The first - the months-long Maastricht rebellion in the mid 1990s - is still seared into the institutional memory of the Commons: the late nights, the long speeches, and the endless points of order from Bill Cash (which eventually provoked the then Speaker, Bernard Weatherill, into a most unparliamentary expression of frustration). It demonstrated the ability of determined dissidents to stop a government with a Commons majority in its tracks.
The House of Lords Reform Bill may be about to lurch into a similar procedural quagmire.
The fun will start with a two-day second reading debate on 9 and 10 July. That will see the first procedural battle, over whether the debate will be allowed to continue through the night, which would require a vote to cancel the normal "moment of interruption" at which the Commons normally moves to an adjournment debate. Since the government is already being criticised for setting a time limit on the debate of a major constitutional change, it might be smart to avoid a test of strength and allow MPs to sit all night, if they really, really want.
And that same logic may apply to the much heralded programme motion which, for most bills, sets out the timetable for considering the bill, section by section, and which Ed Miliband has already pledged to oppose.
One suggestion is that the prospect of a Tory uprising sufficient to defeat a programme motion might deter the government from putting it down in the first place….but the Leader of the Commons, Sir George Young, has just told MPs that the programme motion will be put immediately after the vote on the second reading. Still, it's quite possible that, at the last moment, a government whip will cry "not moved!"
Those decisions will depend on the whipping, and whether the Tory dissidents can be brought back into the fold. A lot of upwardly-mobile backbenchers - many so ambitious that if they stand in one place for long enough, a small pool of drool accumulates around their feet - are clearly sounding off at the moment. But will they hold firm if the price is to be passed over for ministerial office?
There is much talk of a "soft three-line whip" in which the stern warnings delivered to dissidents are softened by a nudge and a wink and the subliminal implication that the Conservative hierarchy isn't serious and is offering purely nominal support, to appease Nick Clegg. That might prove to be wishful thinking. So a test of character looms for potential rebels.
When committee stage proceedings begin, in the autumn, detailed debate will take place on the floor of the House. The government is offering 10 days for this stage of the bill - but if it doesn't get its programme motion, it can expect the debates to drag on rather longer. And there are some high-powered issues to chew over - the balance of power between the Commons and the new Senate (or whatever it is to be called), the proportion to be elected or appointed, the presence of the Church of England bishops (excluding them would come close to disestablishment of the state church, so antidisestablishmentarianism may become a factor) and much, much more.
How long is taken on each subject, and whether each debate went through the night, would then depend on Labour, and their willingness to support closure motions to bring each section of the debate to a vote.
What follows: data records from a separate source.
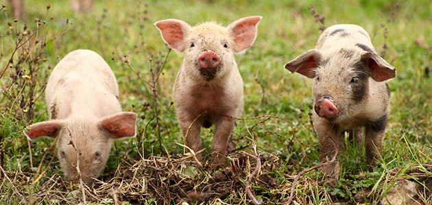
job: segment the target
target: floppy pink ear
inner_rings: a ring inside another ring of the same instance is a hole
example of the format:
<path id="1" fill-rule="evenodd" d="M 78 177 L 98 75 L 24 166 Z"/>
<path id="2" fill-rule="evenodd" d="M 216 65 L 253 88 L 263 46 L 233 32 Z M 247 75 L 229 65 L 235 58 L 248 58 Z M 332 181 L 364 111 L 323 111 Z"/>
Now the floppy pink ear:
<path id="1" fill-rule="evenodd" d="M 240 18 L 228 27 L 234 33 L 234 51 L 240 53 L 249 48 L 256 38 L 256 26 L 261 16 L 250 16 Z"/>
<path id="2" fill-rule="evenodd" d="M 365 52 L 361 55 L 361 59 L 372 70 L 370 77 L 376 81 L 383 81 L 396 77 L 396 68 L 378 54 Z"/>
<path id="3" fill-rule="evenodd" d="M 55 138 L 62 126 L 62 123 L 58 120 L 38 122 L 30 126 L 30 130 L 25 135 L 32 140 L 43 136 Z"/>
<path id="4" fill-rule="evenodd" d="M 183 52 L 186 46 L 183 43 L 184 36 L 191 31 L 191 27 L 187 23 L 177 19 L 159 20 L 154 23 L 159 29 L 162 38 L 173 49 Z"/>
<path id="5" fill-rule="evenodd" d="M 121 112 L 104 118 L 99 126 L 112 135 L 112 138 L 134 137 L 136 135 L 136 114 L 133 112 Z"/>
<path id="6" fill-rule="evenodd" d="M 315 69 L 320 66 L 322 54 L 320 51 L 313 49 L 299 55 L 285 66 L 291 72 L 298 72 L 308 78 L 314 78 Z"/>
Labour will decide that on a case by case basis, depending on the importance of the issue and the weariness of their troops.
But the biggest advantage for the dissidents of defeating the programme motion, is that it makes it much easier to get key amendments discussed and voted on - a smart government business manager will always shape the programme motion in such a way that inconvenient amendments won't be reached before time runs out.
Without a motion those who want changes - a referendum, the removal of the bishops, or whatever - will see their ideas debated as long as they've managed to produce an amendment that is in order.
Chris Bryant, who's been batting for Labour in the media on Lords Reform (even though his shadow ministerial job is immigration), expects the bill to reach a third reading in the end, probably with the addition of a referendum, and the subtraction of the bishops. If that happens, reform looks highly probable, because the Commons can then force the bill into law via the Parliament Act.
At which point the Lords face the classic dilemma which confronted their predecessors a century ago, between "hedgers" who will seek to minimise the damage (as they see it) and "ditchers" who will fight to the last, and probably bring the government's legislative programme to a halt, in the process.
If the bill fails, the spotlight falls on Nick Clegg. Having failed to deliver either of his party's key constitutional objectives, electoral reform and Lords reform, could he survive? Or might his party, for the third time in his short parliamentary lifetime, dump its leader?